A northward-trending splay of the faulted greenstone belt is believed to be the same structure that hosts Patriot Battery Metals’ Corvette deposit, about 29km north-west of Apollo. Corvette is a global-scale lithium pegmatite discovery and holds an inferred resource of 109.2 million tonnes at 1.42 per cent lithium oxide and 160 parts per million tantalum oxide.

Drilling at Corvette, which is about 26 square kilometres smaller than Apollo, has returned some impressive hits including 156m at 2.12 per cent lithium oxide. Of note, Patriot has a market cap of about $1.4 billion.

To back up its magnetic survey Lithium Universe says it has acquired data from 260 sample points as part of a ground-based micro-gravity survey and plans to do the same at a further 1335 points in the future.

Management says it has already taken 674 soil samples from the north-west of Apollo and plans to take another 1500, targeting the east-west-trending faulted structure with a low magnetic signature that is believed to be a greenstone belt.
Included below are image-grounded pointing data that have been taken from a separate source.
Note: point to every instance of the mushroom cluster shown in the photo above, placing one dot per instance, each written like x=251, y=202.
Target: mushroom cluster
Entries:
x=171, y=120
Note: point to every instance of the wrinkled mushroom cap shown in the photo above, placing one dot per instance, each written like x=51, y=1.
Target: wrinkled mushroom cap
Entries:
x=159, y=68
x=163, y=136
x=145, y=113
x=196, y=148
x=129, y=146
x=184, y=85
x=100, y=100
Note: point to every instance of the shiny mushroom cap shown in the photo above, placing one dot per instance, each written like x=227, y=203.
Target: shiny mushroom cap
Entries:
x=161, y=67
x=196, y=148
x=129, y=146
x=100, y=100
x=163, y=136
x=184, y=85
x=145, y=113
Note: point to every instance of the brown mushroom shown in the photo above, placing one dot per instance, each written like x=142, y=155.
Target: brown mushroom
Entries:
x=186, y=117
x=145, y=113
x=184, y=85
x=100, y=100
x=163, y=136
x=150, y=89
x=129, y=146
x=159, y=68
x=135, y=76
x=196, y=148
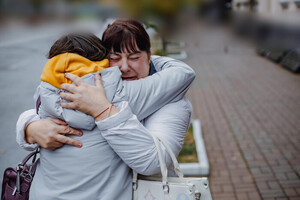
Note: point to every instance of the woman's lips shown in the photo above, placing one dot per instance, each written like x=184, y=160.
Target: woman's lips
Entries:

The company says further 1100 soil samples will be taken at a wider spacing to cover more splays that shoot off to the north and south in the belt.

It says the spodumene at Patriot and Winsome’s respective deposits is “coarse spodumene” suitable for a simple processing flowsheet, involving crushing and dense heavy medium separation (DMS) to produce a saleable lithium oxide concentrate at about 5.5 per cent.

After data integration, the company says it now has clusters of targets ranked into high, medium and low priority groups ready for testing with the drillbit.

Lithium Universe’s share price was up as much as 10.2 per cent on Friday’s close this morning, with the market seemingly developing a keen interest in what Apollo may offer.